More than 96% percent of the children were normal and healthy but we found an important impact for the MM which were identified, compared and classified in the ICSI and IMSI groups, respectively. Major malformations were significantly lower with IMSI (6/450, 1.33%) versus ICSI (22/578, 3.80%) (Adjusted OR 0.35, 95% confidence interval 0.14–0.87, P = 0.014), and for the 2 groups mainly affecting the uro-genital system.
As previously described, we also reported that birth defect concerned more often boys than girls (Adjusted OR 2.84, 95% CI 1.24–6.53, P = 0.009) [5].
Our main hypothesis is therefore that the selection of the best spermatozoon decreases the incidence of major birth defects.

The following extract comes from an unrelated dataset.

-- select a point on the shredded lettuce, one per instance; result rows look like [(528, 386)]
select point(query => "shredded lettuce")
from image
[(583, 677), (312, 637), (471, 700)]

The definition of the best spermatozoon is not clear; there are a series of confounding factors to delineate this concept and the subject still conflicting. Detailed sperm examination, especially sperm head, at high magnification in real time allows the selection of the best morphological spermatozoa before oocyte injection. We previously reported a clear positive correlation between the head morphology of the spermatozoon, the fertilization rate as well as rate of embryo blastulation [6]. Ultra morphological criteria with a scoring scale have been established according to the head, vacuole and base of the spermatozoon, which appear to be unrelated to chromosomal abnormalities [7] but related to DNA damage, particularly to chromatin decondensation which may affect embryo development [8]. It is well known that chromatin condensation is a crucial step in protecting the paternal genome during the transit from the male to the oocyte prior to fertilization. The chromatin of the spermatozoon is normally packaged tightly during spermatogenesis.
By deselecting the worst morphology spermatozoon (S0), undetectable at low magnification, high magnification seems to provide less MM for the newborn.
In conclusion, this follow-up study emphasizes the importance of spermatozoon selection before ICSI and using high magnification before injection in the oocytes, minimizing the risk of MM in offspring.